Filed under: Feminism, General — March 8, 2006 @ 10:43 am

Someone else had about the same reaction to Linda Hirshman as I did:

A couple days ago I got an email from a reader named Sara (hi Sara!) who asked if I’d comment on what law professor Linda Hirshman recently said on “Good Morning America” about how it’s a mistake for educated women to stay at home with their kids. It’s not a new argument, and my first reaction is: she’s trying to sell something. I understand the basis of her argument, that by choosing to stay at home with our kids instead of using our education in a professional environment we are waving our middle fingers at the work feminists have been doing over the last century. But I don’t agree with it.

So I went and read some of her work online, and she’s always careful to point out that by claiming that we’re making a choice to stay at home we are only copping out, that somehow the choice to stay at home is invalid. Wow! As a mother I’ve never heard that before!
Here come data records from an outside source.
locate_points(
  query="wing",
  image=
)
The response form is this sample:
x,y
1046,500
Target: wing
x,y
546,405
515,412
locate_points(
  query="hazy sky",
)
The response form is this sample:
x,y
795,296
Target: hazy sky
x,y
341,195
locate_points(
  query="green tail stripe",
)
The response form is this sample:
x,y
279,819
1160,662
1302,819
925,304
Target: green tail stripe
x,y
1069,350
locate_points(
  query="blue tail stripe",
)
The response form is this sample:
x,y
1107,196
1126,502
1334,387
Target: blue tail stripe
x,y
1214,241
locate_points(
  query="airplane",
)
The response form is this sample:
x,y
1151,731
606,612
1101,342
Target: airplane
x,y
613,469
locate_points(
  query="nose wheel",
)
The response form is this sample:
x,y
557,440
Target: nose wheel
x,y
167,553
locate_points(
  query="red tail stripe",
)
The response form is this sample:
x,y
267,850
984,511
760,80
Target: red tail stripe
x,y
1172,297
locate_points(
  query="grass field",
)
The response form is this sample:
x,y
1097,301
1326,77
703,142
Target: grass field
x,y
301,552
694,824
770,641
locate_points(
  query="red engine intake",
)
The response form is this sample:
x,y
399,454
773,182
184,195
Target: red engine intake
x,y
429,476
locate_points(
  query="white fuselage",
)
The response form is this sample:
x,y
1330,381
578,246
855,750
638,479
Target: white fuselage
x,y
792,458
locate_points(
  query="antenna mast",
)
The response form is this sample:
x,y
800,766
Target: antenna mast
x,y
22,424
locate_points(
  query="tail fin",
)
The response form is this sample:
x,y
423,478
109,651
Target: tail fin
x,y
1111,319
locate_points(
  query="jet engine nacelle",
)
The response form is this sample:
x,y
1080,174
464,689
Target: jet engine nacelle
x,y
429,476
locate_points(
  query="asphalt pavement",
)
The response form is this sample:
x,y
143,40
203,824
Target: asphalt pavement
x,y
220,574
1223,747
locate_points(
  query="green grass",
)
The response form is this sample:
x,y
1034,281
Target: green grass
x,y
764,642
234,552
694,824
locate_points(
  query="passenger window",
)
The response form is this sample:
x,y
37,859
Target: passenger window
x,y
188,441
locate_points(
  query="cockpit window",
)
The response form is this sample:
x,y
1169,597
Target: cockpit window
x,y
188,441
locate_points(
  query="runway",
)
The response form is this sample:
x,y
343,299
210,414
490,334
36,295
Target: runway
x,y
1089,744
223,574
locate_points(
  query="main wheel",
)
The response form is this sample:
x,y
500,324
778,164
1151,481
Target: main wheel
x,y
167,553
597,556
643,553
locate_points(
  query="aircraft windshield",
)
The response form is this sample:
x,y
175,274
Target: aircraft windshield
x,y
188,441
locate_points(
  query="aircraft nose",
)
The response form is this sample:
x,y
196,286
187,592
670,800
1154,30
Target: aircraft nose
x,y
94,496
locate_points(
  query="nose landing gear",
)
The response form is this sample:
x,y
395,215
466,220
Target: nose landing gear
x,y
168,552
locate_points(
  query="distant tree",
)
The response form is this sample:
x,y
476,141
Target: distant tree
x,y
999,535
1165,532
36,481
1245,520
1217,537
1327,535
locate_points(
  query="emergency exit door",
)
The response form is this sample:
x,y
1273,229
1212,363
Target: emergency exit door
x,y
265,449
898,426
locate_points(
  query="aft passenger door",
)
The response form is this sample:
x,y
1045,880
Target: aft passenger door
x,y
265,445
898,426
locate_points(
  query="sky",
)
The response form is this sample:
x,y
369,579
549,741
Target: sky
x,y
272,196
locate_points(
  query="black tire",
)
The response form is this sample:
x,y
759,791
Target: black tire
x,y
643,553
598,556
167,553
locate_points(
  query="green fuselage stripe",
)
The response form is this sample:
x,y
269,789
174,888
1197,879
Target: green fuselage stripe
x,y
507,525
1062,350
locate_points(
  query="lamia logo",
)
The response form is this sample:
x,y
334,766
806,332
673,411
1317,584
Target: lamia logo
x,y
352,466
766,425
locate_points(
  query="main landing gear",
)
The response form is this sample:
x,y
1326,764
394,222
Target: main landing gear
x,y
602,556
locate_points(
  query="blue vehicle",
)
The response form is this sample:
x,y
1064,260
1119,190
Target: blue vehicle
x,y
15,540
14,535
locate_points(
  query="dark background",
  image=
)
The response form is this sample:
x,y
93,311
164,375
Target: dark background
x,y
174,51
My choices are wrong! She should write a book about how she knows which choice is the best one. Oh wait! SHE HAS!

My reaction then, I guess, is that here is my middle finger and here is me waving it at Linda Hirshman. This IS my choice. It is mine. I want to be at home with my child, not because my husband said I had to want it, or because my mom said that I had to want it, or because I am blinded by society’s bias toward women and their role in the family. I had the option of going to work outside the home or staying at home with my kid and I made a choice. I don’t think I’ve ever done anything more fundamentally feminist than exercising that choice.

More commentary here.

It’s pretty clear that Linda Hirshman hates babies and housework. Not all educated women do, though. I am, to put it modestly, one of the most highly educated women in the country, and vacuuming the house is going to be the highlight of my day today. I love having clean floors!

I recently bought Home Comforts: The Art and Science of Keeping House, by Cheryl Mendelson. She makes a good case for why a good, clean, well-managed home is worth the effort. I had leafed through it before at the bookstore, and was turned off by too many occurences of the word “should”, but Cathy Seipp convinced me to buy it.